Andrew Shore relieved to be back after ban

Wexford hurler Andrew Shore is delighted and relieved he can play this year having feared he might have to write off 2015.

Andrew Shore relieved to be back after ban

The defender was handed a 48-week ban for lining out for Birmingham side Roger Casements last October in an All-Britain junior hurling shield match when still registered with Dublin club Parnells.

Despite two appeals, one to the appeals committee of the Warwickshire County Board and the other to the Central Competitions Control Committee, the suspension stood and it precluded the 25-year-old from training and playing with Wexford.

Shore’s ban was reduced by the reinstatement committee at Congress at the end of February, freeing him up to join Liam Dunne’s hurlers. He has also returned playing for his original club Davidstown-Courtnacuddy in Wexford.
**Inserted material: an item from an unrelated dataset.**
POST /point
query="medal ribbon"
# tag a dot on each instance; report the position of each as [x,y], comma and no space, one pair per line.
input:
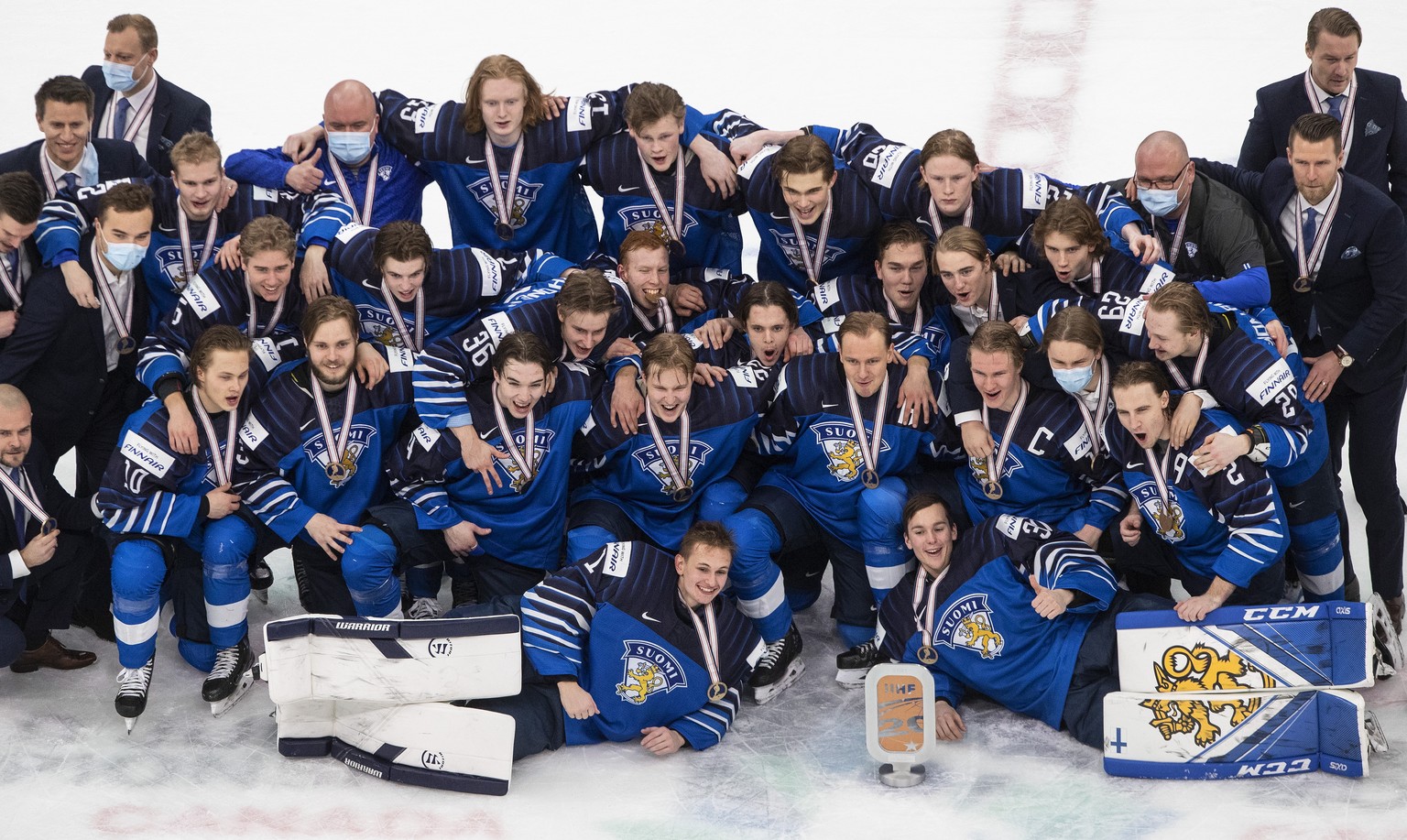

Shore said: “It was looking as if I was going to be out of the sport I love for a year. I was training on my own, which is very, very tough. Especially when you know that lads are inside working hard. I was obviously worried but what kept me going was concentrating on doing that training myself and that if I got a chance, that I would be ready to go back in straight away.”

The saga was taxing but Shore never gave any thought to what he went through. “I had to do what I had to do to get back. I had to go here and there. You have to respect the GAA too. They have rules. I just had to go wherever I had to go to try and get off the thing. The cost wasn’t going to come into it.”
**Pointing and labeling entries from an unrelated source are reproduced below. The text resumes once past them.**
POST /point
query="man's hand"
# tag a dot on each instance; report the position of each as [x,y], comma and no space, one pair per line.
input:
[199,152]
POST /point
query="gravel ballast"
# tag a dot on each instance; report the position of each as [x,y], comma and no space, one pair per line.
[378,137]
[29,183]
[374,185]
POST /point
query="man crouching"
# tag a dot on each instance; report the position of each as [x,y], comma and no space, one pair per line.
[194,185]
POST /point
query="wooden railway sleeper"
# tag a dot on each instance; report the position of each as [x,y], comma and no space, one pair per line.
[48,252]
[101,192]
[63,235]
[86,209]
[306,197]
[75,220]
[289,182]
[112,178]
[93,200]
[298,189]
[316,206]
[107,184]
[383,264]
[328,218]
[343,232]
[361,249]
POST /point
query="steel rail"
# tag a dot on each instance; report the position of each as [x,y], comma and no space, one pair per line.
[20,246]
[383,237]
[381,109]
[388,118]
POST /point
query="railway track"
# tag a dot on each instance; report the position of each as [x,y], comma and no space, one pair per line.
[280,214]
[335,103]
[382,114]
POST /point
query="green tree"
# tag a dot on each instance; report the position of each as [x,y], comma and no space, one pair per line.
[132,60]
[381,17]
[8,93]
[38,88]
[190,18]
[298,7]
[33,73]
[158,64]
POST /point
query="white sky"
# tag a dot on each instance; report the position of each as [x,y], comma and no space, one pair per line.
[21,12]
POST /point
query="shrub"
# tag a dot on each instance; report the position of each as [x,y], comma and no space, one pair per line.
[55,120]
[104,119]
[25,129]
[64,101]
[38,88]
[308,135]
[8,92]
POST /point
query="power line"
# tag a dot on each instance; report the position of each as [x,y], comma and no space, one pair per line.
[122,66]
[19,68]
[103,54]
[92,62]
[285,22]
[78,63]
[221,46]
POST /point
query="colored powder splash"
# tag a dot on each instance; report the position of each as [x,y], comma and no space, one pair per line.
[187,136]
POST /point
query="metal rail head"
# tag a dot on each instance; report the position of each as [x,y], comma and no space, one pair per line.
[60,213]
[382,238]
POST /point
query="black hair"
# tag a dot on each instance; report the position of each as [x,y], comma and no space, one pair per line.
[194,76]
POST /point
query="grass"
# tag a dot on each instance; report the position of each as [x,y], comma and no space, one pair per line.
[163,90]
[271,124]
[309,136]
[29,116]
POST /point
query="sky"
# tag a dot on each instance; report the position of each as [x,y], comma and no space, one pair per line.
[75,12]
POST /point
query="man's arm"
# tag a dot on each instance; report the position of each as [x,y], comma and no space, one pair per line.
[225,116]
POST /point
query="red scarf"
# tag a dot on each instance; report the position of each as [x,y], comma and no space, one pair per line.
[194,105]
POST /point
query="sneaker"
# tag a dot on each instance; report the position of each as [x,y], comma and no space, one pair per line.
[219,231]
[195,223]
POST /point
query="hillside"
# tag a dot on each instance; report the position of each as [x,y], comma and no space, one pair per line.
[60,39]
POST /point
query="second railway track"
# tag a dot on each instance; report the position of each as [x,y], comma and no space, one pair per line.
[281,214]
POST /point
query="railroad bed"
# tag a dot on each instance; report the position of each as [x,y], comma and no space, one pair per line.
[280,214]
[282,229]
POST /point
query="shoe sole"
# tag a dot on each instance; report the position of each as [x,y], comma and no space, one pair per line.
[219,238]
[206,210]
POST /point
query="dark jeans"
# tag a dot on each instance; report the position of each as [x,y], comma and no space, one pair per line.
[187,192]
Asked if he would like to change anything about the eligibility rule, Shore said: “Look, you have to respect the rulebook. I have full respect for the rulebook and I wouldn’t try and change any rule. I’m just happy that I got sorted and I’m back hurling. I thought I had done everything correctly.”

Shore was just as keen to get back inside the Wexford camp as they hope to build on their promising 2014 season when they reached an All-Ireland senior quarter-final, knocking out Clare and Waterford, and an U21 All-Ireland final. Missing out would have been a source of huge regret.
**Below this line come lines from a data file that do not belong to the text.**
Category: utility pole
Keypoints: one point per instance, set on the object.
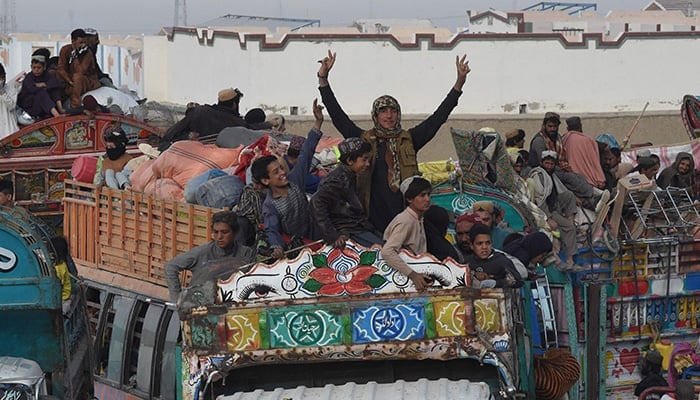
(8, 21)
(180, 17)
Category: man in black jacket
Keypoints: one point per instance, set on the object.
(337, 207)
(208, 120)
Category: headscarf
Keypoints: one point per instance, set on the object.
(390, 135)
(76, 53)
(529, 246)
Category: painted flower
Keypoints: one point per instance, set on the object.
(344, 271)
(336, 282)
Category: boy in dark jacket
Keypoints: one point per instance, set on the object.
(285, 208)
(337, 207)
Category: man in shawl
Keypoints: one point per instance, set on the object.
(548, 138)
(77, 68)
(557, 202)
(680, 174)
(393, 147)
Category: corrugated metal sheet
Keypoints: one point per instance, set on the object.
(423, 389)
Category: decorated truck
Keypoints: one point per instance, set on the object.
(335, 317)
(342, 316)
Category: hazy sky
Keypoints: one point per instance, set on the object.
(148, 16)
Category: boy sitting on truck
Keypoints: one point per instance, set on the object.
(337, 207)
(406, 230)
(286, 208)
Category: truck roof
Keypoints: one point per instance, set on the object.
(19, 370)
(400, 390)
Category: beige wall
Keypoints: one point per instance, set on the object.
(658, 128)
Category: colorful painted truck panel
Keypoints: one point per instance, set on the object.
(38, 157)
(35, 327)
(347, 305)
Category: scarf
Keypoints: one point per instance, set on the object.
(76, 53)
(390, 136)
(558, 148)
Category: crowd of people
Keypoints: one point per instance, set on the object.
(60, 85)
(376, 196)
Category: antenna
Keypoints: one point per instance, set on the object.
(8, 21)
(180, 16)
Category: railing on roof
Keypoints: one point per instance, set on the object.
(571, 8)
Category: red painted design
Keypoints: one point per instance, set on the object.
(629, 359)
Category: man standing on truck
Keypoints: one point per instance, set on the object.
(224, 226)
(7, 201)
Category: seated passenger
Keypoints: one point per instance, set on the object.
(250, 219)
(92, 39)
(115, 145)
(77, 68)
(680, 174)
(8, 99)
(405, 231)
(463, 226)
(224, 227)
(685, 390)
(208, 120)
(336, 204)
(557, 202)
(486, 210)
(286, 209)
(650, 370)
(436, 220)
(40, 95)
(295, 145)
(490, 268)
(582, 153)
(60, 246)
(7, 202)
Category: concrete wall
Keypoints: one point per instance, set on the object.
(658, 128)
(542, 71)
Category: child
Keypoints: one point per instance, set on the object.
(60, 246)
(406, 231)
(286, 209)
(338, 209)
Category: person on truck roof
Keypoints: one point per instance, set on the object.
(208, 120)
(92, 40)
(224, 227)
(393, 147)
(40, 95)
(8, 100)
(406, 230)
(7, 202)
(286, 209)
(337, 207)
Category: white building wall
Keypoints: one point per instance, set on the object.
(121, 63)
(543, 73)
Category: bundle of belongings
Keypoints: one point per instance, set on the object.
(212, 175)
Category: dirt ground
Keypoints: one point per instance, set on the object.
(655, 127)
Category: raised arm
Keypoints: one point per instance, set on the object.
(426, 130)
(322, 202)
(172, 273)
(340, 119)
(273, 228)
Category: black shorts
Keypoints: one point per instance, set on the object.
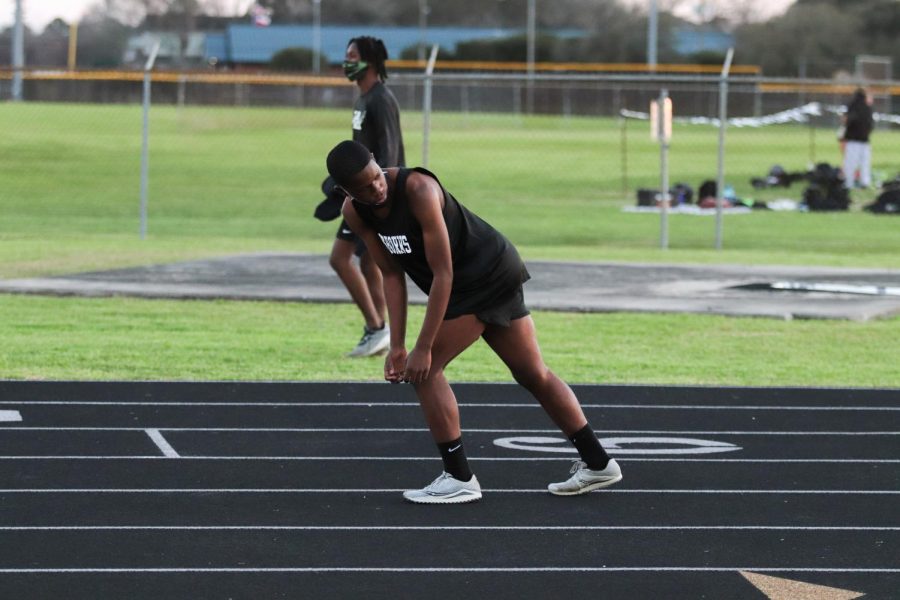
(505, 311)
(346, 234)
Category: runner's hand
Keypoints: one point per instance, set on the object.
(394, 364)
(418, 366)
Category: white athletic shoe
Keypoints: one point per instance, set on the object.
(446, 490)
(584, 480)
(373, 342)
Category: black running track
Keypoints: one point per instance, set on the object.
(292, 490)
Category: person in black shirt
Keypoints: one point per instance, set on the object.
(376, 124)
(858, 125)
(473, 277)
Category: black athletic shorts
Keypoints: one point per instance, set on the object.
(510, 309)
(345, 233)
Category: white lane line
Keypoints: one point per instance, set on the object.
(422, 430)
(161, 443)
(10, 416)
(440, 528)
(24, 571)
(397, 490)
(301, 404)
(471, 458)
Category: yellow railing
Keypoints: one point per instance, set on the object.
(570, 67)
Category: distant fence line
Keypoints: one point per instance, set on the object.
(545, 92)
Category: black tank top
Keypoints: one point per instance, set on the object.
(487, 269)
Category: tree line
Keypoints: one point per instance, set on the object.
(813, 38)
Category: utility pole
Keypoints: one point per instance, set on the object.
(18, 52)
(317, 36)
(652, 34)
(424, 11)
(532, 26)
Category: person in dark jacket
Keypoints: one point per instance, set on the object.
(858, 125)
(473, 278)
(376, 124)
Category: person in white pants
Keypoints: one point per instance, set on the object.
(858, 124)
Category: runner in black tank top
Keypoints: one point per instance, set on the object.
(473, 277)
(486, 266)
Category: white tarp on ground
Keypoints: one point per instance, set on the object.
(800, 114)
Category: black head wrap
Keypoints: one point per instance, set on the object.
(346, 160)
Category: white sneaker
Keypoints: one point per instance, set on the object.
(373, 342)
(446, 490)
(584, 480)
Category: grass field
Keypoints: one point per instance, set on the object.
(227, 181)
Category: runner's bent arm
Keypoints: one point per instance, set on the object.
(426, 203)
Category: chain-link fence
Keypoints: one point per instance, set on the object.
(244, 139)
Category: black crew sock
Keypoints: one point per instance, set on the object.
(454, 456)
(588, 446)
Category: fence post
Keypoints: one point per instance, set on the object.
(661, 123)
(426, 105)
(723, 116)
(145, 140)
(18, 53)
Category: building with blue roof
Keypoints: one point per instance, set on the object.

“That U21 team, all the lads that are in with us, the likes of Paudie Foley, Conor McDonald, Conor Devitt, Eoin Conroy... they’re all a year older and they know what it’s like to win. They’re after winning a Leinster championship, which is driving us on, the older lads and the more experienced lads.

“We’re going to have to work damn hard to try and keep our places on the team and on the panel, which is making training way better and it’s pushing us all on. The expectation level has gone up in our own dressing room. It’s great for the fans and great for everyone but we want to try and be doing something now.”